倒是楊夕顯得穩重些,好歹也是帶過那麽多師弟師妹。
他又彎著手指,輕輕敲了下朝夕的腦袋,嘿,別說,今天十一的腦袋格外好敲。
“慌什麽,小師妹如今靈台初成,待正式拜過祖師爺再送見面禮也不遲。”
這下倒讓顧清有些慌亂了。
“不...不不....顧清並不需要那麽隆重,隻願學些法術,好斬邪除魔....。”
這話聽著真是好聽,但饒是常不出山門的朝夕也聽出了顧清口音差異。
“小小師妹不是這兒的人吧?”
顧清垂著腦袋。
“嗯...確實不是....我是蜀南地區的人。”
楊禾摸著下巴,蜀南距玄霄山幾千余裡,一介凡人徒手徒腳,且不論沿途邪修惡怪,光是走那麽遠的路估計都能把人走死。
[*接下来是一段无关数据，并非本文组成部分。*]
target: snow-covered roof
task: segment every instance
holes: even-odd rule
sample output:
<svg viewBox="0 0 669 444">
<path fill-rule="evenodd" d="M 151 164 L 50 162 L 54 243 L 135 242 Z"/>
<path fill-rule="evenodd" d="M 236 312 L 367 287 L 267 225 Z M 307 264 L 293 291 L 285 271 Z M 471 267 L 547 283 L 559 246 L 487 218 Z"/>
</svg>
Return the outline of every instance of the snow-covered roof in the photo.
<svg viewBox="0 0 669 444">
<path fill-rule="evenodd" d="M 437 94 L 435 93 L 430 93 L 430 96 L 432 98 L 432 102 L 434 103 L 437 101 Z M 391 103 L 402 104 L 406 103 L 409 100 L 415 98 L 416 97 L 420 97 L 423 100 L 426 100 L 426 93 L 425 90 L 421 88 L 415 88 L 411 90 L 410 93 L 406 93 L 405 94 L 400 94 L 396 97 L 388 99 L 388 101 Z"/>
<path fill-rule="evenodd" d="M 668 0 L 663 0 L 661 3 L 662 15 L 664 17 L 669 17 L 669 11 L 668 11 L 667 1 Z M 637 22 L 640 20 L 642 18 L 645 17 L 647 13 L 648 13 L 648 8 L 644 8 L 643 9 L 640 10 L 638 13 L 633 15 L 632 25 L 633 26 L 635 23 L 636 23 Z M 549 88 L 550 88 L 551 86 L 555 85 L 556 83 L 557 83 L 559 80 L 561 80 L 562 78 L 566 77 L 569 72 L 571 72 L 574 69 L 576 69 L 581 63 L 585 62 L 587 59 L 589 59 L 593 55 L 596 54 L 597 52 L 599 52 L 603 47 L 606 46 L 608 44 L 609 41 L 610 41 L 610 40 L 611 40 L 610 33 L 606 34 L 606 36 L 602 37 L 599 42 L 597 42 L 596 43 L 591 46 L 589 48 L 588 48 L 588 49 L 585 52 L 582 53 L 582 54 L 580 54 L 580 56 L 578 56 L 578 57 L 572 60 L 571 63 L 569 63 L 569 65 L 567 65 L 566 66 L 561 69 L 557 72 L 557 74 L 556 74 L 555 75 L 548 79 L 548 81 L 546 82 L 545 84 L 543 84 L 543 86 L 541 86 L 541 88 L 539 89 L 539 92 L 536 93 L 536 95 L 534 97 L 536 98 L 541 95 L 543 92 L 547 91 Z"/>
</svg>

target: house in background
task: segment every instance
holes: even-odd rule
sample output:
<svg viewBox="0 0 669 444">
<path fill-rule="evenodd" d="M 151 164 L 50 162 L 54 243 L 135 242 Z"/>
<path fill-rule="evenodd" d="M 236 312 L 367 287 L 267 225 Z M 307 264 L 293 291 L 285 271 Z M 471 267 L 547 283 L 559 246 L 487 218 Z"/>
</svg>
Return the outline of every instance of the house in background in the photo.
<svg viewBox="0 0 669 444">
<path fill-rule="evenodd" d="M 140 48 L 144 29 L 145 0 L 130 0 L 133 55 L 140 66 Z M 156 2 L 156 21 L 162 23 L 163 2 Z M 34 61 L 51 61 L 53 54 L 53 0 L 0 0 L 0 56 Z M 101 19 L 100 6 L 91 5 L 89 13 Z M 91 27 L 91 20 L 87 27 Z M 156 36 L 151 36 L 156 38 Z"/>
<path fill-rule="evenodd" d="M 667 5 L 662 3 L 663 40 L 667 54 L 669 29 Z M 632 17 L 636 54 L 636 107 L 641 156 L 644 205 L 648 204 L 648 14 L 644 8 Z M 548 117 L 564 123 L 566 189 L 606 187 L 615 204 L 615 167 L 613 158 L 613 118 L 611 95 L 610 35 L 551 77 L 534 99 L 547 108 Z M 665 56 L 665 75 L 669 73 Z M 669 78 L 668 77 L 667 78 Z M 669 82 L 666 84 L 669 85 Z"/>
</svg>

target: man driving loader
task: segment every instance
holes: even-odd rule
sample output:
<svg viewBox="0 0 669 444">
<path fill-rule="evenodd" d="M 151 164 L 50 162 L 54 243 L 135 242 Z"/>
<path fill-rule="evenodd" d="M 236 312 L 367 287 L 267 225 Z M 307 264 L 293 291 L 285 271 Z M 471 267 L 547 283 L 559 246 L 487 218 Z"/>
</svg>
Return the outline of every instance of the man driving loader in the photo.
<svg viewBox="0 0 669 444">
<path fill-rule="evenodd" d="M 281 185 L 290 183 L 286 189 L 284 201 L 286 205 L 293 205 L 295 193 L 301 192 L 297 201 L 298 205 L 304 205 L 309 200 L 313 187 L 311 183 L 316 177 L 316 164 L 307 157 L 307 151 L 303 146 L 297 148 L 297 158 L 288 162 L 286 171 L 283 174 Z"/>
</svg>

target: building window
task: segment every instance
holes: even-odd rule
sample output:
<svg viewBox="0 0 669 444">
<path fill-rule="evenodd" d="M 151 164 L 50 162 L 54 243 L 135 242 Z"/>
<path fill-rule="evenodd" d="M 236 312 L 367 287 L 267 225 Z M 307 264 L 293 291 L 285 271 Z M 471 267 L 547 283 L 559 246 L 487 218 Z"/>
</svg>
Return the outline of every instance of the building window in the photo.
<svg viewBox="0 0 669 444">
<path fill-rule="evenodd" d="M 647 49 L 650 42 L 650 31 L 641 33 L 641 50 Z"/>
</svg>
穆師叔說,本來小十三以靈氣洗滌,強行塑了靈台,理應入了捉煞殿煉藥鍛器去,但她的性格執拗,似又有心魔糾纏,反而不利於修行。
十三師妹的過去呀,恐怕比想象中的艱難許多。
朝夕難得聰明一回。
她擁著顧清肩膀,左搖右晃。
“那不管什麽蜀南蜀北,從現在開始,玄霄山,便是十三師妹新家!”
顧清手指纏著自己發絲,彷徨的看著朝夕。
她微微點了下頭。
“嗯...家...。”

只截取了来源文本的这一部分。